The financial commitment announced last week by the Japanese automaker will be made over the next five years at joint research centers located in Silicon Valley and another technology hub in Cambridge, Massachusetts.
Toyota has hired robotics expert Gill Pratt to oversee research aimed at developing artificial intelligence and other innovations that will enable future car models to navigate the roads without people doing all the steering and stopping.
"We believe this research will transform the future of mobility, improving safety and reducing traffic congestion," said Kiyotaka Ise, a Toyota executive who oversees the company's research and development group.
Unlike some of its rivals in the technology and auto industries, Toyota believes the day cars are able to drive by themselves is unlikely to arrive within the next decade. The company instead is focusing its efforts on developing technology that can turn a car into the equivalent of an intelligent assistant that recognizes when it should take over the steering when a driver is distracted or automatically play a favorite song when it detects a driver is in a bad mood.
"What if cars could become our trusted partners?" mused Daniela Rus, an MIT professor who will lead the university's research partnership with the automaker.
Major tech companies such as Google and Uber are competing against a range of automakers to make robot cars that will be better drivers than people and save lives by causing fewer accidents.
Google, which runs some of the world's most popular online services, has been working on a fleet of self-driving cars for the past six years. Its goal is to have the cars capable of driving completely on their own by 2020. Ride-hailing pioneer Uber has teamed up with Carnegie Mellon University on a Pittsburgh research center in its quest to build driverless cars.
Toyota Motor Co. has been working on autonomous driving technology for about 20 years, but it was known as "advanced driving support" in the 1990s, Ise said.
Pratt, a former program manager at the U.S. government's Defense Advanced Research Projects Agency, or DARPA, suspects many people still will want to drive some of the time, even when cars are fully equipped to handle the task. He hopes Toyota's research will give the option of relying on computers to do the job when they are stuck in traffic or traveling down a boring stretch of highway.
"Our focus today is more on the autonomy of people," said Pratt, who will be based in Silicon Valley.
Under the Toyota partnership, the MIT research center will focus on inventing ways for cars to recognize their surroundings and make decisions that avert potential accidents. If the goals are realized, Toyota might be able to build a car "that is never responsible for a collision," Rus said.
Besides working on recognition technology, the Stanford research center will try to create artificial intelligence programs that study human behavior to learn more about the decision-making and reasoning that goes into driving so cars can adjust quickly to potentially dangerous situations. Stanford's research will be led by Fei-Fei Li, director of the university's artificial intelligence laboratory.
Not far away from Stanford, General Motors Co. and Ford Motor Co. have established offices in Palo Alto, California, in their own quests to make smarter cars.

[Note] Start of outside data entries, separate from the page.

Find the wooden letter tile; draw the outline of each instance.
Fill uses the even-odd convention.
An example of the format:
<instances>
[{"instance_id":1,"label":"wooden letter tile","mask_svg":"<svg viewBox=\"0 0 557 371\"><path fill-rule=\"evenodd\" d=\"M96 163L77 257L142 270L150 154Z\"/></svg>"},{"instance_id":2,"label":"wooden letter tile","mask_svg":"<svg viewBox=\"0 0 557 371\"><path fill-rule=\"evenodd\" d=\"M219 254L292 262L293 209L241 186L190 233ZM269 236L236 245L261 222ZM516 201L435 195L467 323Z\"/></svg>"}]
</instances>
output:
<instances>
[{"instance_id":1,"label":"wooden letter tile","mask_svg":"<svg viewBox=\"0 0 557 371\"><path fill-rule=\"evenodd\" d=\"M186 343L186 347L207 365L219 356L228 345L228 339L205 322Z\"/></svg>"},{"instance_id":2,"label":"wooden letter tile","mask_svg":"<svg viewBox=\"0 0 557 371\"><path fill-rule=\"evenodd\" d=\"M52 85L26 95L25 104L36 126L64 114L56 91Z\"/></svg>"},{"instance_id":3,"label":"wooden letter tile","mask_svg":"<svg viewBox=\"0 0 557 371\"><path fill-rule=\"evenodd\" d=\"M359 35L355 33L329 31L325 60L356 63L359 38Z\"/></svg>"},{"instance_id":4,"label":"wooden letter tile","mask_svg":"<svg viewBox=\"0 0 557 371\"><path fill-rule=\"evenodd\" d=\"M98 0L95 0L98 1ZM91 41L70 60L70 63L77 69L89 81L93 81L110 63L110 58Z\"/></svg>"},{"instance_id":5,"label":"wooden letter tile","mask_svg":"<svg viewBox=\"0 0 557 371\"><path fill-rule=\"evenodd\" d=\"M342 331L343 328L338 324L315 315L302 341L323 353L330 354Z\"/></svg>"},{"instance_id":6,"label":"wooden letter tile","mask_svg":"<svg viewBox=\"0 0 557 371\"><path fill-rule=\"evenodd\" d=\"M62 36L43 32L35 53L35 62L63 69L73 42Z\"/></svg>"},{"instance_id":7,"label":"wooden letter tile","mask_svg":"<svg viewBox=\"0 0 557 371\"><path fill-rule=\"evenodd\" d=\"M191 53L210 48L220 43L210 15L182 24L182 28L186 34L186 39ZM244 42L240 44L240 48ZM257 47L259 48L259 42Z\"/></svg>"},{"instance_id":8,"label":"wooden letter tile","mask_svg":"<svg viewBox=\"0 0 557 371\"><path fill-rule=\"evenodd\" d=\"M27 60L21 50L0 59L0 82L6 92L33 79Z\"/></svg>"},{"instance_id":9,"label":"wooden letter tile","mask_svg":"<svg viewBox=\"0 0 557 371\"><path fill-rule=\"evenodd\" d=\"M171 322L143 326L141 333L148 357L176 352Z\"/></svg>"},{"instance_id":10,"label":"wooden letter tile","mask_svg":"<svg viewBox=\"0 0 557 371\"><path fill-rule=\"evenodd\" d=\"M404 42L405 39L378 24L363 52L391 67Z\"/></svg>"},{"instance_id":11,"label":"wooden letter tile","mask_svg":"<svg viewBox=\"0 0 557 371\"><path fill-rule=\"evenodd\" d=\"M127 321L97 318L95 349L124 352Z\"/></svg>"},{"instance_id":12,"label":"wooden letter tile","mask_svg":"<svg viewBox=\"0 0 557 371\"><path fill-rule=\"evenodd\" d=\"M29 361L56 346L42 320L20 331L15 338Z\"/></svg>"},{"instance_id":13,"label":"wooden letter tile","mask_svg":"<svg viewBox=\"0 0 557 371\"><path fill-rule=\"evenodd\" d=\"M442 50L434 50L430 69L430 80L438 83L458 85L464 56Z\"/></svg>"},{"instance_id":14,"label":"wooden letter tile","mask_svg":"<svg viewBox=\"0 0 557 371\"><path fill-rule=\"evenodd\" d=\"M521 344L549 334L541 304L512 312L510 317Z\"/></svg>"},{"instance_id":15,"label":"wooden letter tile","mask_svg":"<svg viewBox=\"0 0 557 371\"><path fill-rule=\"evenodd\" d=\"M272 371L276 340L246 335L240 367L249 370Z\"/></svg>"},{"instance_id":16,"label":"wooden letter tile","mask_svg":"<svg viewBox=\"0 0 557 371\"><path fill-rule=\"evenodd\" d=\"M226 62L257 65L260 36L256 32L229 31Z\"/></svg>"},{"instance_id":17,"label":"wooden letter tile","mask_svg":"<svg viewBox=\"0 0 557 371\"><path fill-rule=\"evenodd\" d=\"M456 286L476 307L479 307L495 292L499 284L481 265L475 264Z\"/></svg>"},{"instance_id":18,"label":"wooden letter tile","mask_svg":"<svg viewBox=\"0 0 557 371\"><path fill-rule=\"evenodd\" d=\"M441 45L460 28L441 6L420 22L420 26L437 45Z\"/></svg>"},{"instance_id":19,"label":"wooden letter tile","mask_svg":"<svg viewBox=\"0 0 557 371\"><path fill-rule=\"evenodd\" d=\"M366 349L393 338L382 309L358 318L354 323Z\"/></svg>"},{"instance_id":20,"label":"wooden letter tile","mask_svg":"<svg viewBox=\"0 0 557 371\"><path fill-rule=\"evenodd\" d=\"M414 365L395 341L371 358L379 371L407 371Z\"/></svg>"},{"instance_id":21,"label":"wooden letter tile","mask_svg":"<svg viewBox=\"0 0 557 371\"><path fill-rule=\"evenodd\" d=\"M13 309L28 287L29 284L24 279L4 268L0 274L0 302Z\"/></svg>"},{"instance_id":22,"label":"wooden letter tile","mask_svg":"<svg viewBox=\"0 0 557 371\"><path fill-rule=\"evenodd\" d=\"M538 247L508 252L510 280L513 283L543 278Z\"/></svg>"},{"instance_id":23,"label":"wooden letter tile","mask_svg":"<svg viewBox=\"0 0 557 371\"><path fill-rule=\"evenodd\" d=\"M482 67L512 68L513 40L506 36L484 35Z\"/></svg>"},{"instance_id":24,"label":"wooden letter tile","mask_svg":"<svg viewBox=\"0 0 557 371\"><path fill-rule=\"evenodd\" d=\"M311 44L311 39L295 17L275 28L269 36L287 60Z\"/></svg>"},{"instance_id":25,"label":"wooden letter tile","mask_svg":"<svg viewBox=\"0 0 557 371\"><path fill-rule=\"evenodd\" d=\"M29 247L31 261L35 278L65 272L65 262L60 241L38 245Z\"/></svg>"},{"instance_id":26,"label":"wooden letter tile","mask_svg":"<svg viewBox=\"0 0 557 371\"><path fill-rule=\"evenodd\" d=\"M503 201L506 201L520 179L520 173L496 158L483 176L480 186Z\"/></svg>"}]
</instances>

Just to the south, Google's self-driving cars regularly are cruising the roads of the company's hometown of Mountain View, California, during ongoing testing of the vehicles.
California law still requires humans to be in the self-driving cars to take control in dangerous situations or if something goes wrong.
Most of the time, though, Google's self-driving cars are being controlled by a computer. They logged a combined 147,000 miles in autonomous mode from June 3 through Aug. 31, according to Google. The self-driving cars were involved in four collisions that resulted in no major injuries. The robot cars were rear-ended by vehicles driven by people in those accidents.